The mass assault last Friday by armed men on a rural school in
Kankara was initially blamed on criminal gangs who have terrorised the
region for years.

But on Tuesday Boko Haram, the brutal jihadist group behind the
abduction of 276 schoolgirls in Chibok in 2014, claimed
responsibility.

Local officials announced late Thursday that the boys had been
released and would spend the night in the protection of security
agents.

A security source, speaking on condition of anonymity, said they
had been left in the forest after negotiations between the authorities
and the abductors, but gave no further details.

“This is a huge relief to the entire country & international
community,” Buhari said on Twitter.

It remained unclear, however, if all the abducted schoolboys had
been released, amid ongoing uncertainty over the number taken in the
first place.

In an interview with state channel NTA late Thursday, Masari said:
“I think we have recovered most of the boys, it’s not all of them.”

In a video released by Boko Haram Thursday, a distressed teenager
said he was among 520 students kidnapped.
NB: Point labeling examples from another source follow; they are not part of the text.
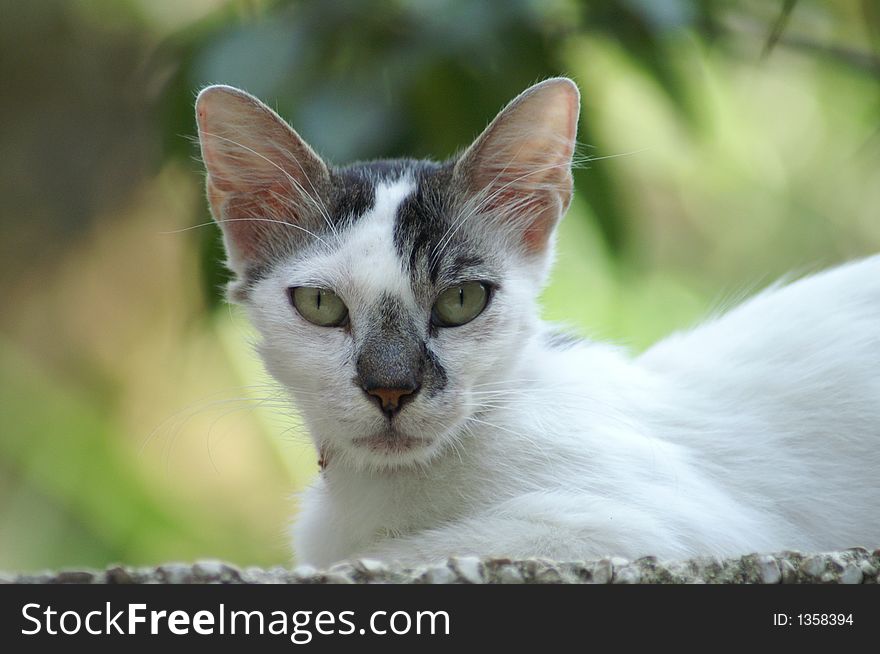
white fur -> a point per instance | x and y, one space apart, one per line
759 430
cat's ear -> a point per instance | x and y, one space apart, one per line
265 184
518 171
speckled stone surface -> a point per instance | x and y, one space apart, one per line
853 566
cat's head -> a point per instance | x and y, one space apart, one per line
389 295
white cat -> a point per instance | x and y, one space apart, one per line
397 302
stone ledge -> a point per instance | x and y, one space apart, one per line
853 566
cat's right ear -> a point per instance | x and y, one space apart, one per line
265 185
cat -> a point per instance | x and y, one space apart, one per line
397 302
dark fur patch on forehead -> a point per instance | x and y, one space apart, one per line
423 217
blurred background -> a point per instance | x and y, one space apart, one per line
727 142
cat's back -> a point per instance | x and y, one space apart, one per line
820 325
779 399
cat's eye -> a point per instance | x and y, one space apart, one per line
460 304
319 306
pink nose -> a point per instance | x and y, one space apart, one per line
390 399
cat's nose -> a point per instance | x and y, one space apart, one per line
391 399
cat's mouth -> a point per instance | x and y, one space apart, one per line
391 442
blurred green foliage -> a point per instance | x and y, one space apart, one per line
724 143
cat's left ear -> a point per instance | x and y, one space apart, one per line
518 171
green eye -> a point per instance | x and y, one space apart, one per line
460 304
319 306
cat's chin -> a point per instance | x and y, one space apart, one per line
392 444
390 448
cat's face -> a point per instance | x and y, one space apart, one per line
390 296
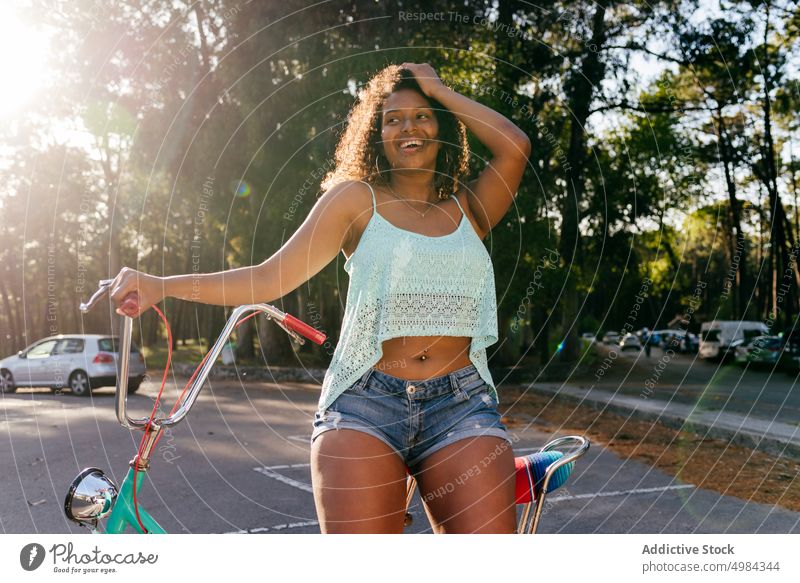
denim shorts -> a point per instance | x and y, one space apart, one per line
416 418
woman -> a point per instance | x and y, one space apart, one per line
408 389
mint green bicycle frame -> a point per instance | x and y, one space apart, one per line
93 496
– ‘Bandits and terrorists’ –

Sources had previously told AFP that the raid was carried out by a
well-known criminal in the region, Awwalun Daudawa, in collaboration
with Idi Minorti and Dankarami, two other crime chiefs with strong
local followings, acting on behalf of Boko Haram.

Experts recently warned that jihadists — operating in the
northeast of the country, hundreds of kilometres (miles) from where
Friday’s attack occurred — were attempting to forge an alliance with
criminal gangs in the northwest.

Buhari’s official spokesman Garba Shehu said on Twitter “the
northwest now presents a challenge which his administration is
determined to deal with.”

“It is unfortunate that the bandits and terrorists continue to get
weapons even under the circumstances of the border closure. We are
going to dare them.”

Many parents of the missing students in Kankara said they had long
feared an attack, given escalating violence in the region.

“Our children told us armed men would come up to the school fence
but they never breached the fence… until last Friday,” Hauwa’u Isah,
mother of an abducted child said.

Around 8,000 people have been killed in the northwest since 2011,
according to the International Crisis Group (ICG) think tank.

#BringBackOurBoys started trending on social media earlier this
week, in reference to a similar hashtag after the Chibok kidnappings.

Small protests to push for the boys’ release took place in Katsina
on Thursday as Buhari was visiting the state.

“Why we are here today is because we want to tell the federal
government that what they are doing is not enough,” protester Jamilu
Aliyu Turanci said. “Mr President has failed us.”

Bilikis, the mother, vowed on Friday never to let her lad live in a
boarding school again.

“Kankara is not safe. There have been a lot of kidnappings before,”
she said.

It was however not immediately clear if the boys would be handed
over to their waiting parents later on Friday.